Veldsprinkhanen (Acrididae) zijn een familie van rechtvleugelige insecten die behoren tot de kortsprietigen.
De veldsprinkhanen zijn allemaal typische sprinkhanen met een gepantserd lichaam, zeer goed ontwikkelde achterpoten, meestal duidelijke vleugels en korte antennes.

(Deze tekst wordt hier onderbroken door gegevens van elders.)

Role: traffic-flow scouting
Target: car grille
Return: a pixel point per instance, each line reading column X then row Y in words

De gehoororganen zitten aan weerszijden van het eerste achterlijfssegment, vlak boven de dijen van de achterpoten. In tegenstelling tot de sabelsprinkhanen (Tettigonidae) hebben de vrouwtjes geen duidelijk zichtbare legbuis. Sommige soorten hebben felle kleuren op lichaam en vleugels om vijanden af te schrikken. Tsjirpen doen ze door met hun achterdijen langs de voorvleugels te wrijven, die gaan trillen en het geluid maken. Ze worden 1 tot 8 cm lang, 2 gram zwaar en 3 tot 6 maanden oud.
Mannetjes zingen overdag om de meestal grotere vrouwtjes te lokken. Het mannetje gaat tijdens de paring boven op het vrouwtje zitten. De paring zelf duurt een uur, maar het mannetje blijft soms meer dan een dag op het vrouwtje zitten om rivalen te weren. In de nazomer boort het vrouwtje een aantal keer een gat in de grond en zet daarin telkens 10 tot 100 eieren af, beschermd door een schuimlaag, die na 10 à 20 dagen of de volgende lente uitkomen. Na enige tijd zijn de jonge sprinkhanen (nimfen) volwassen.